Date Approved

5-2019

Document Type

Dissertation

Degree Name

PhD in Cell & Molecular Biology

Department

Molecular Biology

College

Graduate School of Biomedical Sciences

First Advisor

Michael Henry, PhD

Committee Member 1

Mikhail Anikin, PhD

Committee Member 2

Dimitri Pestov, PhD

Committee Member 3

Salvatore Caradonna, PhD

Committee Member 4

Randy Strich, PhD

Subject(s)

Mitochondrial Ribosomes, Molecular Chaperones, Mitochondria, Mutation, Respiration, Transcription, Genetic

Disciplines

Cancer Biology | Cell Biology | Cellular and Molecular Physiology | Genetics and Genomics | Laboratory and Basic Science Research | Medicine and Health Sciences | Molecular Biology | Molecular Genetics

Abstract

Mitochondrial ribosomes are functionally specialized for the synthesis of several essential inner membrane proteins of the respiratory chain. While remarkable progress has recently been made towards understanding the structure of mitoribosomes, the unique pathways and factors that facilitate their biogenesis remain largely unknown. This dissertation defines the physiological role of an evolutionarily conserved yeast protein called Mam33 in mitochondrial ribosome assembly. The biomedical relevance of this finding stems from the fact that mutations or changes in its expression of the human ortholog p32 result in mitochondrial dysfunction. In human patients, bi-allelic mutations cause severe multisystemic defects in mitochondrial energy metabolism, which directly result from OXPHOS deficiencies and mitochondrial genome instability. Furthermore, p32 overexpression has been detected in nearly all the tissue-specific forms of cancer. For these reasons, understanding the physiological role of this protein in the mitochondrion is timely.

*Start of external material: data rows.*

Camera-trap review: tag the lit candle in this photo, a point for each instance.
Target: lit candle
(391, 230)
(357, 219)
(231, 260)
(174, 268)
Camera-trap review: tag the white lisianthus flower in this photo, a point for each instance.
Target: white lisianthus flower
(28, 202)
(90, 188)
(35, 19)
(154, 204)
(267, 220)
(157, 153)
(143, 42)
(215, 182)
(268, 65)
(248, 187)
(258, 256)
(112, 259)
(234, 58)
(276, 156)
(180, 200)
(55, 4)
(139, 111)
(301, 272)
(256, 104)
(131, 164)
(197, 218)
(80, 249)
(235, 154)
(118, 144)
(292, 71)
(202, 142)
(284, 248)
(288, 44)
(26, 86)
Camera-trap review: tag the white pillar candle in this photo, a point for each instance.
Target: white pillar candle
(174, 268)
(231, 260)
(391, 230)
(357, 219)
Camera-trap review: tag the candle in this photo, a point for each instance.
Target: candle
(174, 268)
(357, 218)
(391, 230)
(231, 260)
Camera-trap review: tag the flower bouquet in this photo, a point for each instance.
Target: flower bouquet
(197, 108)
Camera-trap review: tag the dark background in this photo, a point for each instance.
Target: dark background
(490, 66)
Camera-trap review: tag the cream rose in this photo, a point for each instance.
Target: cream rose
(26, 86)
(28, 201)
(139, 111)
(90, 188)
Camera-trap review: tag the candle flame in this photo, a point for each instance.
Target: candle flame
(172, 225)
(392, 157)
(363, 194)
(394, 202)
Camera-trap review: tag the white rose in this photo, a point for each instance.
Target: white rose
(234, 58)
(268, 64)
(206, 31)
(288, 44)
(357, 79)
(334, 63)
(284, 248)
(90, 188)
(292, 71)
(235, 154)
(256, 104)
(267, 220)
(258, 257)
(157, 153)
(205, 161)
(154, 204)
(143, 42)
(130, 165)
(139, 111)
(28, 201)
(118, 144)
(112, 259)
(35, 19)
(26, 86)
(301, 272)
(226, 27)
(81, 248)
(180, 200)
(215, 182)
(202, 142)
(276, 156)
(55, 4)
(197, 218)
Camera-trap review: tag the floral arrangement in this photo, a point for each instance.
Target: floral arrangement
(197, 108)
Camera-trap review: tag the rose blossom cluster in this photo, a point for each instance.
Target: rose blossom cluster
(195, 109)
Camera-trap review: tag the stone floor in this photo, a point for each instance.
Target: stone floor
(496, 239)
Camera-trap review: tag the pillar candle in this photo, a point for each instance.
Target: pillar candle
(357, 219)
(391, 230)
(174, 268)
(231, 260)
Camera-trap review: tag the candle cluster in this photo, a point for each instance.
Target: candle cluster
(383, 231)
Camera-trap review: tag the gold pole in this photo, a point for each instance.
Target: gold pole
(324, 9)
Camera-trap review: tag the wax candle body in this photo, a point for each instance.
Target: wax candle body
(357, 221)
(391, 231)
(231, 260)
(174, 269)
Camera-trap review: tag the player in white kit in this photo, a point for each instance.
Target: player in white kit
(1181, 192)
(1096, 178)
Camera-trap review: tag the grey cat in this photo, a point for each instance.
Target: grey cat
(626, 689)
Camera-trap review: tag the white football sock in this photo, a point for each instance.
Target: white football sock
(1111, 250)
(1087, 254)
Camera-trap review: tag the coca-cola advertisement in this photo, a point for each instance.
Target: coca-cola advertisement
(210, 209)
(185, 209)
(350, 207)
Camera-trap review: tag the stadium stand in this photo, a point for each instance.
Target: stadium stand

Mam33 is not required for exponential-phase respiratory growth in budding yeast, but rather to efficiently adapt from fermentation to respiration. During fermentation, the absence of Mam33 disrupts the translation of cytochrome c oxidase subunit I. Thus, cells poorly adapt to respiratory conditions because they lack basal fermentative levels of this essential respiratory chain component. A genetic screen was employed to reveal proteins that functionally compensate for Mam33 during respiration, and those identified suggested a role for Mam33 in mitoribosome biogenesis. The absence of Mam33 results in misassembled, aggregated ribosomes and a respiratory lethal phenotype in combination with other ribosome assembly mutants. While Mam33 does not associate with the mature mitoribosome, it directly binds a subset of unassembled large subunit proteins. Together, the genetic relationships, physical interactions, and mutant phenotypes described in this dissertation indicate that Mam33 chaperones a subset of newly-imported mitoribosomal proteins and facilitates incorporation into the assembling large subunit. The acidic face of the Mam33 trimer likely protects the unstructured, positively charged regions of ribosomal proteins, which are unusually prone to misfolding and aggregation. Furthermore, the specific phenotypes of mtRNA polymerase mutants identified in this dissertation suggest a new mechanism for the coordination of mitochondrial transcription with translation.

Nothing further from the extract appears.